And I’ll point out that this is a scene where people die. So it could have been scored in a thousand other ways, perhaps even more dramatic, maybe more emotional... but Goldsmith’s choice was to - in quotes - take away importance from these deaths. Not because they aren’t important, but because for the Entity that caused them they’re irrelevant. We won’t know until the end what causes these events. It suggests that this cause might not come from something human, but maybe something artificial...
Later scene: "Spock walk" Spock wants to go see, of course provoking Kirk’s wrath. Spock is outside walking in space, walking toward the entity. And we hear a falling synth sound. We have a use of the synth in bending. I’ll point out something that is purely musical notation: These three parallel lines give the idea of "glissando", but they actually have no influence on the execution: the execution is: the three notes as a chord, then the synth does all the bending part. So this is not an execution indication, but it’s a helpful indication for the conductor to visually see right away what kind of effect this synth should generate.

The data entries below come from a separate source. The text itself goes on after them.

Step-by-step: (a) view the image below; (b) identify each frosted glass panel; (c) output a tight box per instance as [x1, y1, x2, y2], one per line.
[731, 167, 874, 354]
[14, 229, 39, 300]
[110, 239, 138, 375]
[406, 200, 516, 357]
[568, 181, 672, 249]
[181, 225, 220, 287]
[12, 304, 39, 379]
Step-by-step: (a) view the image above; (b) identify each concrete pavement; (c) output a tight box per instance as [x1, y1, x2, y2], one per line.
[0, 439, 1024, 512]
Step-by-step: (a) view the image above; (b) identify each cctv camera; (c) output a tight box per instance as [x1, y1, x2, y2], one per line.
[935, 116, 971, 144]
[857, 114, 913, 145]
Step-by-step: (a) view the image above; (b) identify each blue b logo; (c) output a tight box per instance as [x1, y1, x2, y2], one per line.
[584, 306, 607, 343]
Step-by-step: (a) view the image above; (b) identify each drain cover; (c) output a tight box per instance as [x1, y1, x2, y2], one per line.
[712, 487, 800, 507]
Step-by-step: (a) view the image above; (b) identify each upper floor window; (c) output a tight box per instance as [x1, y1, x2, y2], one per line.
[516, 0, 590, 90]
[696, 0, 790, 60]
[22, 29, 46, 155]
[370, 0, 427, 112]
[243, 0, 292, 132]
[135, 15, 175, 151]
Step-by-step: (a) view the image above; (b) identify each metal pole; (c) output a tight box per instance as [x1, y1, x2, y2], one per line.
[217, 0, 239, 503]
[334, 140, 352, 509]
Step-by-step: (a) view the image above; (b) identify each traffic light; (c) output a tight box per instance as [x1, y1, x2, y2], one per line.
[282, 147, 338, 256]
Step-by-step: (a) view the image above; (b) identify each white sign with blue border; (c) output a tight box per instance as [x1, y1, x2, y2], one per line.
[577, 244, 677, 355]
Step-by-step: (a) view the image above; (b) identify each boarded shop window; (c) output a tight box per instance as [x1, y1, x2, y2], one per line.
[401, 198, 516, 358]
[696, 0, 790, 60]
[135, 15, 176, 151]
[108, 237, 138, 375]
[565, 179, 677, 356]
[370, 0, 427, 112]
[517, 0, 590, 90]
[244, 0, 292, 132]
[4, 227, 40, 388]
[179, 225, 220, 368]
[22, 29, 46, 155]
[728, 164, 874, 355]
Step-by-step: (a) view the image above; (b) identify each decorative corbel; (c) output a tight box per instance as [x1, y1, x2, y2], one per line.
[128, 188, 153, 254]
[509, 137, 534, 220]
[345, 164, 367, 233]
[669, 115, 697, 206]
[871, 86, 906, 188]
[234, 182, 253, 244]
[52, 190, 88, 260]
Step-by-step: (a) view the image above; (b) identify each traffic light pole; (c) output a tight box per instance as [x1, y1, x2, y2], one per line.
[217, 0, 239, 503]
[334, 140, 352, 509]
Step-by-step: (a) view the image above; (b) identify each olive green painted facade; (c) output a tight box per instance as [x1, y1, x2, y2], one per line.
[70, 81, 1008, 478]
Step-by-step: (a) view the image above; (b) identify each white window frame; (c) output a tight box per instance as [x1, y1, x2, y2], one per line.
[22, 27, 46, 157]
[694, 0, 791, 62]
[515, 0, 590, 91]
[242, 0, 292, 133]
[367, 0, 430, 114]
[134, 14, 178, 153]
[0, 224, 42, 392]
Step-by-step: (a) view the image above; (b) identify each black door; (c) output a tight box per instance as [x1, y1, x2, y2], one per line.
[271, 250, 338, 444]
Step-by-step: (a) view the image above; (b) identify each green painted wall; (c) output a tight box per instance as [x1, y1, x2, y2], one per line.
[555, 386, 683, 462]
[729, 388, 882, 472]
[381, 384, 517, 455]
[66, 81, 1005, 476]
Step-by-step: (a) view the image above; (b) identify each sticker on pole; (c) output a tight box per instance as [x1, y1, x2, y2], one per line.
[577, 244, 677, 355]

But which synth did Goldsmith use for this movement? The CS80? No. The ARP2006? No. He used an Oberheim OBX.
Fantastic, here it is. And we have the GForce emulation, I recommend it. Could we not go to search for the Spock walk... It would have been offensive. We found a preset that closely reminds us of the sound used. And here it is.
With the bending that gives us that sense of fall, as you said earlier, right? We are discovering more and more the artificial nature of what’s inside the cloud. Let’s remember, we don't know what’s inside. This cloud is approaching Earth. It causes casualties, but we are starting to sense more and more that this thing is alien, and it's probably artificial. And of course – as we did before – we can listen to other sound possibilities from the OBX, right?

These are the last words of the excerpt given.